Repository files navigation

langchain-kreuzberg

Kreuzberg Logo

Overview

langchain-kreuzberg is a LangChain document loader that wraps Kreuzberg's extraction API. It supports 75+ file formats out of the box, provides true async extraction powered by Rust's tokio runtime, and produces LangChain Document objects enriched with rich metadata including detected languages, quality scores, and extracted keywords.

Installation

pip install langchain-kreuzberg

Requires Python 3.10+.

Quick Start

from langchain_kreuzberg import KreuzbergLoader

loader = KreuzbergLoader(file_path="report.pdf")
docs = loader.load()

print(docs[0].page_content[:200])
print(docs[0].metadata["source"])

Features

  • 75+ file formats -- PDF, DOCX, PPTX, XLSX, images, HTML, Markdown, plain text, and many more
  • True async -- native async extraction backed by Rust's tokio runtime; no thread-pool workarounds
  • Rich metadata -- title, author, page count, detected languages, quality score, extracted keywords, and more
  • OCR with 3 backends -- Tesseract, EasyOCR, and PaddleOCR with configurable language support
  • Per-page splitting -- yield one Document per page for fine-grained RAG pipelines
  • Bytes input -- load documents directly from raw bytes (e.g., API responses, S3 objects)
  • Output format selection -- choose between plain text, Markdown, Djot, HTML, or structured output

Usage Examples

Load a PDF with defaults

from langchain_kreuzberg import KreuzbergLoader

loader = KreuzbergLoader(file_path="contract.pdf")
docs = loader.load()

Load multiple files

loader = KreuzbergLoader(
    file_path=["report.pdf", "notes.docx", "data.xlsx"],
)
docs = loader.load()

OCR a scanned document with Tesseract

from kreuzberg import ExtractionConfig, OcrConfig

config = ExtractionConfig(
    force_ocr=True,
    ocr=OcrConfig(backend="tesseract", language="eng"),
)

loader = KreuzbergLoader(
    file_path="scanned.pdf",
    config=config,
)
docs = loader.load()

Load all files from a directory

loader = KreuzbergLoader(
    file_path="./documents/",
    glob="**/*.pdf",
)
docs = loader.load()

Per-page splitting for RAG

from kreuzberg import ExtractionConfig, PageConfig

config = ExtractionConfig(pages=PageConfig(extract_pages=True))

loader = KreuzbergLoader(
    file_path="handbook.pdf",
    config=config,
)
docs = loader.load()
# docs[0].metadata["page"] == 0  (zero-indexed)

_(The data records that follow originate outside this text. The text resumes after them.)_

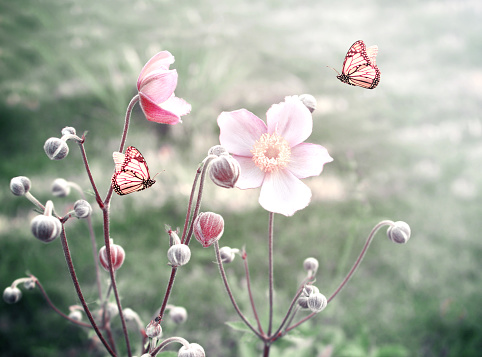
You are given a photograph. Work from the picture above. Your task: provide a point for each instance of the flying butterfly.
(131, 172)
(360, 67)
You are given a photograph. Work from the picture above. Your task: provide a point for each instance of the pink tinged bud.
(178, 255)
(75, 315)
(117, 255)
(56, 149)
(12, 295)
(60, 188)
(224, 171)
(29, 284)
(46, 228)
(153, 329)
(317, 302)
(191, 350)
(82, 209)
(178, 314)
(20, 185)
(399, 233)
(308, 290)
(208, 228)
(311, 265)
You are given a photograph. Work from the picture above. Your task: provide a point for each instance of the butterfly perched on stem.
(360, 67)
(131, 172)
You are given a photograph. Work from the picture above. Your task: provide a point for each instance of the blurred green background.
(409, 150)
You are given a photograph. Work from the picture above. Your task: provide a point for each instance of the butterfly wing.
(359, 67)
(132, 174)
(119, 159)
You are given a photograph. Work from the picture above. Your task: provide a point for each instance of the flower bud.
(117, 256)
(82, 209)
(75, 315)
(317, 302)
(208, 228)
(227, 254)
(307, 291)
(224, 171)
(68, 130)
(178, 255)
(399, 232)
(130, 315)
(311, 265)
(56, 149)
(60, 188)
(20, 185)
(178, 314)
(192, 350)
(218, 150)
(309, 101)
(12, 295)
(29, 284)
(153, 329)
(46, 228)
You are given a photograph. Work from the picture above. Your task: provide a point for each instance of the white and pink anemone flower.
(274, 156)
(156, 85)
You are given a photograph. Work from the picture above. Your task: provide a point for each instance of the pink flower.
(274, 156)
(156, 85)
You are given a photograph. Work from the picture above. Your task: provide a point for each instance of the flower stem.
(70, 265)
(105, 212)
(360, 257)
(270, 271)
(230, 294)
(248, 284)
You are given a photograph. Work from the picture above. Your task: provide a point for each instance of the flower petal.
(162, 60)
(251, 176)
(308, 160)
(155, 113)
(284, 193)
(239, 131)
(291, 119)
(159, 86)
(176, 105)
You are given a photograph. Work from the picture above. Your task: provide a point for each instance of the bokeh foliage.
(409, 150)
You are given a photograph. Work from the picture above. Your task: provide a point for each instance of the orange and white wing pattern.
(132, 174)
(359, 67)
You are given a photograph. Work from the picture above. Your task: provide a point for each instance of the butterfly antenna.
(334, 70)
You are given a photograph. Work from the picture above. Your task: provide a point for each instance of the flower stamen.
(271, 152)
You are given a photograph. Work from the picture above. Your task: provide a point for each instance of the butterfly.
(131, 172)
(360, 68)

Load from bytes (API response)

import httpx

response = httpx.get("https://example.com/report.pdf")

loader = KreuzbergLoader(
    data=response.content,
    mime_type="application/pdf",
)
docs = loader.load()

Advanced config

from kreuzberg import ExtractionConfig, OcrConfig, PageConfig

config = ExtractionConfig(
    output_format="markdown",
    ocr=OcrConfig(backend="easyocr", language="deu"),
    force_ocr=True,
    pages=PageConfig(extract_pages=True),
)

loader = KreuzbergLoader(
    file_path="report.pdf",
    config=config,
)
docs = loader.load()

Async loading

import asyncio
from langchain_kreuzberg import KreuzbergLoader

async def main():
    loader = KreuzbergLoader(file_path="report.pdf")
    docs = await loader.aload()
    print(f"Loaded {len(docs)} documents")

asyncio.run(main())

API Reference

KreuzbergLoader

from langchain_kreuzberg import KreuzbergLoader

Extends langchain_core.document_loaders.BaseLoader.

Constructor Parameters

All parameters are keyword-only.

Parameter Type Default Description
file_path str | Path | list[str | Path] | None None File path, list of file paths, or directory path to load.
data bytes | None None Raw bytes to extract text from. Mutually exclusive with file_path.
mime_type str | None None MIME type hint. Required when using data, optional for file_path.
glob str | None None Glob pattern for directory loading.
config ExtractionConfig | None None Kreuzberg ExtractionConfig for controlling extraction behavior (output format, OCR settings, page splitting, etc.). See the Kreuzberg repository for all options.

Methods

Method Return Type Description
load() list[Document] Load all documents into memory.
lazy_load() Iterator[Document] Lazily yield documents one at a time (synchronous).
aload() list[Document] Load all documents asynchronously.
alazy_load() AsyncIterator[Document] Lazily yield documents one at a time (asynchronous).

Metadata Fields

Each Document produced by KreuzbergLoader includes the following metadata fields (when available):

Field Type Description
source str File path or bytes://<mime_type> for bytes input.
mime_type str Detected or provided MIME type.
page_count int Total number of pages in the document.
output_format str The output format used for extraction.
quality_score float Extraction quality score (0.0 -- 1.0).
detected_languages list[str] Languages detected in the document.
extracted_keywords list[dict] Keywords with text, score, and algorithm fields.
table_count int Number of tables found in the document.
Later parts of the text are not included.